Sosok bayangan muncul di mulut gua, menghalangi cahaya pagi. Bayangan itu terkesiap saat menyadari Ratna, menutup mulutnya agar tidak bersuara.
“Hey, kamu ngapain di sini?” suara seorang gadis memecah keheningan. Anak itu mendekat perlahan, mengguncang tubuh Ratna dengan hati-hati.
“Apakah dia… mati?” Gadis berbaju sweater putih garis-garis itu menahan napas, matanya terpaku pada boneka jelangkung yang tergeletak di tanah.
“Hey! Jangan mati di sini!”
Ratna mengeluarkan erangan pelan, memutar tubuhnya dan perlahan membuka mata. Tatapannya menerawang ke dinding gua yang lembap dan gelap.
“Kamu nggak apa-apa? Ngapain kamu di sini?”
Ratna bangkit duduk, memegangi kepala yang berat. Ia menoleh ke gadis asing yang duduk di sampingnya. “Kamu siapa?”
“Kamu yang siapa? Oh! Kamu yang kemarin datang bareng rombongan sekolah itu, kan? Bukannya lagi kemah? Kenapa malah tidur di sini?” tanya gadis itu cepat, suara beruntun seperti tak bisa berhenti.
“Iya… tadi malam seharusnya aku nggak ke sini.” Ratna menahan sakit di kepalanya. “Kamu… anak desa bawah?” tanyanya kemudian.
“Iya. Aku lagi liburan di rumah nenek. Aku bantuin kamu bangun. Kayaknya kamu butuh minum atau makan. Aku punya simpanan,” gadis itu menawarkan.
Ratna belum bisa berpikir jernih. Namun, gadis asing itu menariknya menuju bagian dalam gua. “Ini tempat rahasiaku. Kalau lagi bosan di rumah nenek, aku ke sini. Tempat ini udah jadi pelarianku sejak lama.”

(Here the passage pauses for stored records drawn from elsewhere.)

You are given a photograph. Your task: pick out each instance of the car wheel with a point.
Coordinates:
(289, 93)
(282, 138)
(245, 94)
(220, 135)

Ratna mengernyit, mendengar gadis itu terus mencerocos.
“Aku Kanaya, panggil Naya aja. Nama kamu siapa?” Suara Kanaya kembali terdengar, tapi Ratna masih terdiam.
“Duduk bentar. Aku sengaja nyediain air minum. Nih!” Sebuah tumbler biru disodorkan kepada Ratna.
Ratna meneguk air itu perlahan, merasakan kesegarannya menyebar ke seluruh tubuh yang lemah. Ia mulai memperhatikan gua itu dengan seksama, sebuah ruang menjorok ke tebing, tersembunyi dari pandangan luar.
Andai Kevin dan yang lain mengetahuinya, mereka pasti akan menyalahgunakan tempat ini.
“Kalian habis main jelangkung?” suara Kanaya berubah, tajam, seolah sedang menginterogasi.